Гегель прикусил губу, но паренек остановился всего в двадцати футах от него, глядя только на своего мертвого друга или брата. Поставив ногу на первую скобу, Гегель чуть поскользнулся, и его кошель тихонько звякнул. Ребенок вскинул голову, и в лунном свете Гегель различил зареванное лицо девочки лет десяти. Мгновение они молча смотрели друг на друга, потом девочка начала медленно подниматься, а Гегель засунул свободную руку в кошель. Девочка выпрямилась, и Гегель поднял вверх золотую монету. С непроизнесенной молитвой на губах Гроссбарт повернул монету в пальцах так, чтобы она блеснула в полумраке, а затем девочка повернулась, чтобы убежать.
Левая рука Гегеля выронила монету и подхватила ложе арбалета, и, прежде чем золотой упал на землю, он выстрелил. Монетка еще вертелась в воздухе, а Гегель уже понял, что поторопился и промазал. Но, услышав звон тетивы, девочка инстинктивно метнулась в сторону, и болт вошел ей точно в основание шеи.

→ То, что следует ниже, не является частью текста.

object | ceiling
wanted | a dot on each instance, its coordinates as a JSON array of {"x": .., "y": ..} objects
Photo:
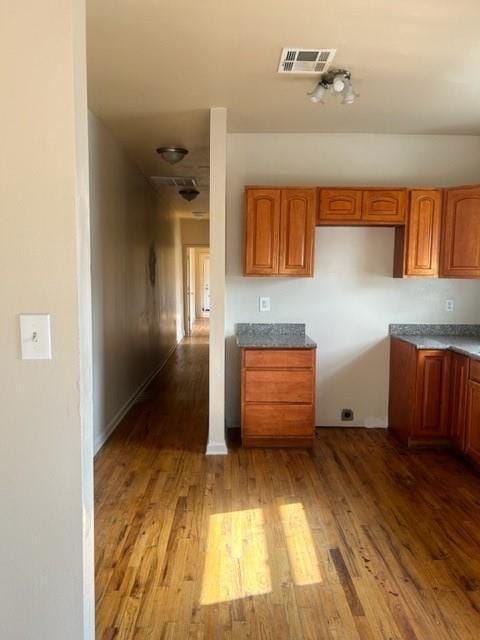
[{"x": 155, "y": 67}]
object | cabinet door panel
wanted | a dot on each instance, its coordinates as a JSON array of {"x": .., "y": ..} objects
[
  {"x": 423, "y": 233},
  {"x": 461, "y": 234},
  {"x": 458, "y": 398},
  {"x": 382, "y": 206},
  {"x": 473, "y": 422},
  {"x": 432, "y": 395},
  {"x": 297, "y": 232},
  {"x": 262, "y": 232},
  {"x": 340, "y": 205}
]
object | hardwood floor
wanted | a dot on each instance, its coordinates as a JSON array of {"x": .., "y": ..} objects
[{"x": 356, "y": 539}]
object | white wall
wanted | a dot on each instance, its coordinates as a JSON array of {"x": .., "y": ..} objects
[
  {"x": 134, "y": 323},
  {"x": 350, "y": 302},
  {"x": 195, "y": 231},
  {"x": 46, "y": 531}
]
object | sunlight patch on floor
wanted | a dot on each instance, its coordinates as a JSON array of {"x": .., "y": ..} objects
[
  {"x": 236, "y": 563},
  {"x": 300, "y": 546}
]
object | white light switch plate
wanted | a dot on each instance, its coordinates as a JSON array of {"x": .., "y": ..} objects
[
  {"x": 36, "y": 342},
  {"x": 264, "y": 304}
]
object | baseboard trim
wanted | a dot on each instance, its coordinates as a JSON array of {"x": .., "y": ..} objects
[
  {"x": 216, "y": 449},
  {"x": 122, "y": 412}
]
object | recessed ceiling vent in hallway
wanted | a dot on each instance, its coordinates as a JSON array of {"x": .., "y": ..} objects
[
  {"x": 174, "y": 181},
  {"x": 306, "y": 61}
]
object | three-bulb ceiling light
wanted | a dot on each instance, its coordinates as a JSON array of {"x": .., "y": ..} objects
[{"x": 338, "y": 82}]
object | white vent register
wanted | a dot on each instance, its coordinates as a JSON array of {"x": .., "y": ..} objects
[{"x": 306, "y": 61}]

Монетка запрыгала по камням, а девочку отбросило к стене, завертело так, что волосы взвились, и потрясенный Гегель вдруг увидел, что ее лицо исчезло, сменившись чертами Бреннена – убитого сына крестьянина Генриха. Ударившись о стену, девочка сползла по кирпичной кладке и упала лицом к Гегелю. Образ Бреннена вновь скрылся, сбежал за горы в могилу, на Гроссбарта снова смотрело незнакомое детское лицо. Острие стрелы блеснуло под подбородком, а затем она соскользнула вперед. Рядом с ушами вскипели пузыри: она тонула в луже собственной крови. Колокола звонили уже со всех сторон. Подхватив с земли монету, Гегель спустился на несколько ступеней и приладил на место железный прут. Задержав дыхание, он продолжил путь вниз и во тьму.

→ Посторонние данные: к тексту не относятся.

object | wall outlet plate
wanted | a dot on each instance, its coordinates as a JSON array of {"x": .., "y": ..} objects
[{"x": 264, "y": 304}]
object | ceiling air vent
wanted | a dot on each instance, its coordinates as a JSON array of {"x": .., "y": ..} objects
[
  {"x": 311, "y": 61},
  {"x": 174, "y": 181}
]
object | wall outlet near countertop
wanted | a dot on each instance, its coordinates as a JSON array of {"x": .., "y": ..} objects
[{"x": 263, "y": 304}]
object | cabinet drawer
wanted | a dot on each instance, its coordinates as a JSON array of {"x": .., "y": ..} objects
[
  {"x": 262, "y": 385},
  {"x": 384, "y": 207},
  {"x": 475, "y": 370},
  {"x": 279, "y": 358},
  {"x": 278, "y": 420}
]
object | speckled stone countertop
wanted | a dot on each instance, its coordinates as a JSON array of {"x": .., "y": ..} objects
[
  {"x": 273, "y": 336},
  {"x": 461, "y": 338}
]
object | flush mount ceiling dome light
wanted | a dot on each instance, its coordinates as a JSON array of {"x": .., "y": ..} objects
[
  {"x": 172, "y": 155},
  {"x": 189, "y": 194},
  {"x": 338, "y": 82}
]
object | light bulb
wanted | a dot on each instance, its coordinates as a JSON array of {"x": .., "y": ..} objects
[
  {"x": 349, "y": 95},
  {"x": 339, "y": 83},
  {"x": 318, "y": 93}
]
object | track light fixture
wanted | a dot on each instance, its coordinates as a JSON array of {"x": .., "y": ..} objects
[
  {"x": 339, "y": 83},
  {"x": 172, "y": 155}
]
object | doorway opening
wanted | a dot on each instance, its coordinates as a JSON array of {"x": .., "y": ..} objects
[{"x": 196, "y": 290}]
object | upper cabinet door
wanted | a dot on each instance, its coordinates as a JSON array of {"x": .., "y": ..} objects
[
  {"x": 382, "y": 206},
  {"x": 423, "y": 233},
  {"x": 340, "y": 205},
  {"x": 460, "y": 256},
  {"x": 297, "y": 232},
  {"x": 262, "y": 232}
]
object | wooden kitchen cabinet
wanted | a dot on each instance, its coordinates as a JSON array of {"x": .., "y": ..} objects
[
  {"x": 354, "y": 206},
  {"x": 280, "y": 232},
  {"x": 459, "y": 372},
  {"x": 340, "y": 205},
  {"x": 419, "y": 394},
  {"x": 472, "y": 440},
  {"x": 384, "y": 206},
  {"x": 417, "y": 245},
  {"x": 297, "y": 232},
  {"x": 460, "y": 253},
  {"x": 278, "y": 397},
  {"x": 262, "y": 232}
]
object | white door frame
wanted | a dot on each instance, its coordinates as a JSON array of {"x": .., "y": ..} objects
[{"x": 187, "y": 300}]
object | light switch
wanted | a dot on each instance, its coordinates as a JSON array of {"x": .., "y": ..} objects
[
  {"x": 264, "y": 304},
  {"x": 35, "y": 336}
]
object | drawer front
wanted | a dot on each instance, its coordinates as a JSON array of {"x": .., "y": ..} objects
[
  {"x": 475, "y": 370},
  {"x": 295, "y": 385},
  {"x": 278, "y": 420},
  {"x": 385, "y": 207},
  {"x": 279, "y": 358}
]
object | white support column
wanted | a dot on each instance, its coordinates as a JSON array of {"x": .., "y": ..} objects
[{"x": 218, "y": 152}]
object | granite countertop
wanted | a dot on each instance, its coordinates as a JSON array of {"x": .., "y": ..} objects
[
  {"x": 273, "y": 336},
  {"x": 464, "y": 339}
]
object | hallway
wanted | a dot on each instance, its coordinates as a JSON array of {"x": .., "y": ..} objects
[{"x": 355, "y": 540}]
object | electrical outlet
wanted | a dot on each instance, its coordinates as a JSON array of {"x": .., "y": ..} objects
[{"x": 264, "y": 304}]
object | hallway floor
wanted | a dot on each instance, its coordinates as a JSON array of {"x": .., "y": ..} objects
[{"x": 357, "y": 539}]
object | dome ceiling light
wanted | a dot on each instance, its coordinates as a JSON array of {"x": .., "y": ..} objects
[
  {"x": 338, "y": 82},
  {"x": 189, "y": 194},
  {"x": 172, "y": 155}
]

Обратный путь под землей занял даже больше времени, потому что беспризорники украли у Родриго свечку. Возвращались в полной темноте: первым шел Манфрид, Гегель помогал Родриго. В конце концов они вскарабкались по железным скобам и выбрались на свет в покоях Барусса. Сам капитан сидел рядом со статуей Пресвятой Девы и с нетерпением ждал новостей. Предаваться пустой болтовне никто был не в настроении; настроение капитана скоро стало таким же невыносимым, как их запах. Все трое пошли в свое крыло, чтобы принять ванну, которую предусмотрительный Барусс приказал для них приготовить. Сразу после этого они пошли спать, но еще долго ворочались, думая о женщинах: Родриго поминал Деву Марию, которая могла бы заступиться перед Господом за его покойного брата; Манфрид размышлял про так называемую песню никсы, а Гегель не мог выбросить из головы девочку, которую сегодня безжалостно убил.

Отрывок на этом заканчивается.